Yesterday was a really fun day at AWS Summit in New York, and I wanted to sit down and record my thoughts. We also happened to place 5th in the AWS DeepRacer competition there. So, in this post I'm going to give some TLDRs and "see also"s about DeepRacer, share the design principles that enabled us to succeed, and then wrap up with my general thoughts about the conference. I promise that there will be no puns in this post.
DeepRacer and RL
DeepRacer, briefly: It's a racing league. The participants are coaches, who "train" reinforcement learning models to drive the car. Races are held at AWS summits across the globe, and there are also races held only on simulators ("virtual races"). You do the training on simulators provided by AWS. Standing is an empirical demonstration that your shop has (literally!) world class data science chops -- and big name organizations are participating accordingly.
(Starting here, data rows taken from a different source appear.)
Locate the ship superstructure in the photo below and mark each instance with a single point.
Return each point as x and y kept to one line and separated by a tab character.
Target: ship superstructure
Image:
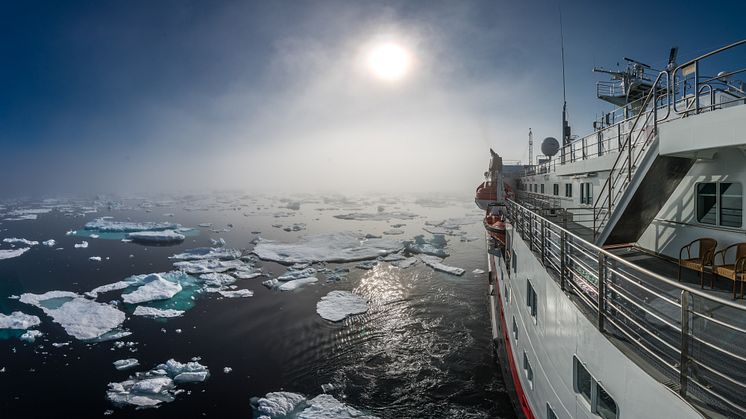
597	310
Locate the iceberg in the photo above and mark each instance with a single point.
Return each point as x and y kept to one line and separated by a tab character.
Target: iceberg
338	305
162	236
436	263
17	240
329	247
106	224
154	287
156	312
12	253
81	318
18	320
201	253
124	364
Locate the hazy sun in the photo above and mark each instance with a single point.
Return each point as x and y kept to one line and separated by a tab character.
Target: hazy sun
389	61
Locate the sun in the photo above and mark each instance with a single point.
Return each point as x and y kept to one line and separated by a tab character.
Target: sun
389	61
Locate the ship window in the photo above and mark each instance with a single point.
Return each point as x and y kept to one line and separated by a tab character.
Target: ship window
550	412
531	299
582	380
731	204
707	203
528	370
605	405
As far as I am concerned, everyone who manages to get the car around the track AT ALL has accomplished a very hard task and I respect their skills.
Check out all the leaderboards here.
Reinforcement Learning, briefly: Instead of optimizing a model for predicting labels (supervised learning) or a model that finds patterns in unlabeled data (unsupervised learning), RL takes an "action space" and "environment" as input, and it optimizes on a "reward function."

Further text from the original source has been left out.